The famous Wurstessen (usually described daintily in English as “The Affair of the Sausages”) has left its mark on Swiss culture. Protestant cantons such as the cities of Zurich and Basel celebrate their annual carnivals during Lent, not before. The Basel Fasnacht, which begins at exactly 4:00 a.m. on the Monday after Ash Wednesday, has been declared “Intangible Cultural Heritage” by UNESCO. The Swiss Protestant “Mardi Gras” happens when New Orleans, Rio de Janeiro, and other cities are nursing hangovers and sweeping up the trash after their big parties.

Lutherans seem to have an ambivalent relationship to Mardi Gras and carnival. On the one hand, most Lutherans seem as willing as anybody to laisser les bon temps rouler (within some bounds of propriety, and perhaps not in French). We are happy for pretty much any excuse to (over-)indulge in God’s good gifts of food and drink. (How about a cigar with that? What happens in Vegas stays in Vegas…) After all, we are justified by grace through faith, so a little bit of drunkenness and gluttony will not really do us much harm, right?

On the other hand, as much as we are ready to roll with the carnival, I think we may actually prefer Ash Wednesday and the Lenten season ahead. The more Sundays after Epiphany there are on the calendar, the more the last one (or two, or three) become a sort of pre-Lent warm-up in our preaching. Our Lenten hymnody is enormously rich. We seem happier when we are in penitent mode than when we are whooping it up with drinks, beads, and confetti. This is yet another way Lutherans are out of step with their other Protestant cousins: Why would we want to interrupt a good, somber Lent with feasting and frivolities?
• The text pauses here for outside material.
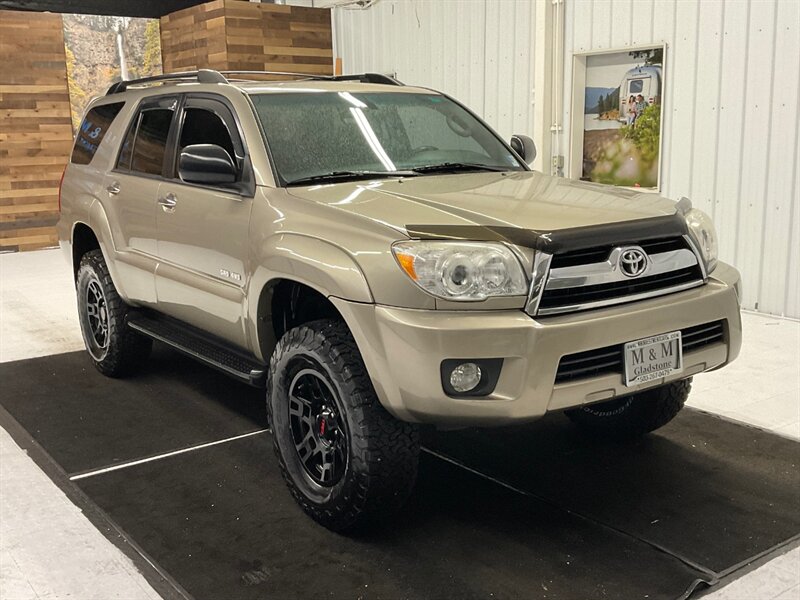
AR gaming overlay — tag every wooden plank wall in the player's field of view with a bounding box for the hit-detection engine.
[161,0,333,75]
[0,10,72,251]
[161,0,228,73]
The Lutheran Reformation, we all know, was launched when a German monk posted a provocative set of academic theses against indulgences. We view this as bold and defiant in retrospect, but at the time it was Prof. Luther doing what professors did: calling for debate and discussion. When you set that event side by side with The Affair of the Sausages, the Lutheran version seems cerebral and theoretical by comparison. It takes some subtlety for people to grasp the connection between indulgences and the Gospel; but a simple man readily comprehends that being allowed to eat sausage (or roast pig) during Lent is a great step forward for the freedom of a Christian. Zwingli was not an academic, and his Zurich parishioners certainly were not; their version of the Reformation has a kind of visceral appeal, perhaps.

And yet perhaps Luther’s pen was mightier than a Zürcher Rauchwurst after all. On the very same day Froschauer & Co. were enacting their Christian liberty with mouthfuls of spicy smoked wurst, Luther was mounting his pulpit in Wittenberg to mend the damage done by his colleague Carlstadt while Luther was lying low at the Wartburg. Carlstadt had wreaked some havoc in the name of Christian freedom, and now Luther was home to try to clean it up. He preached repentance every day for a solid week, and I am fairly certain that no sausage supper followed the services. Luther called the people back to the real-world tension between Gospel freedom and Christian responsibility. That’s a perennial Lenten problem, and not just for Lutherans. You can read all about it in the Invocavit sermons in volume 51 of the American Edition of Luther’s Works.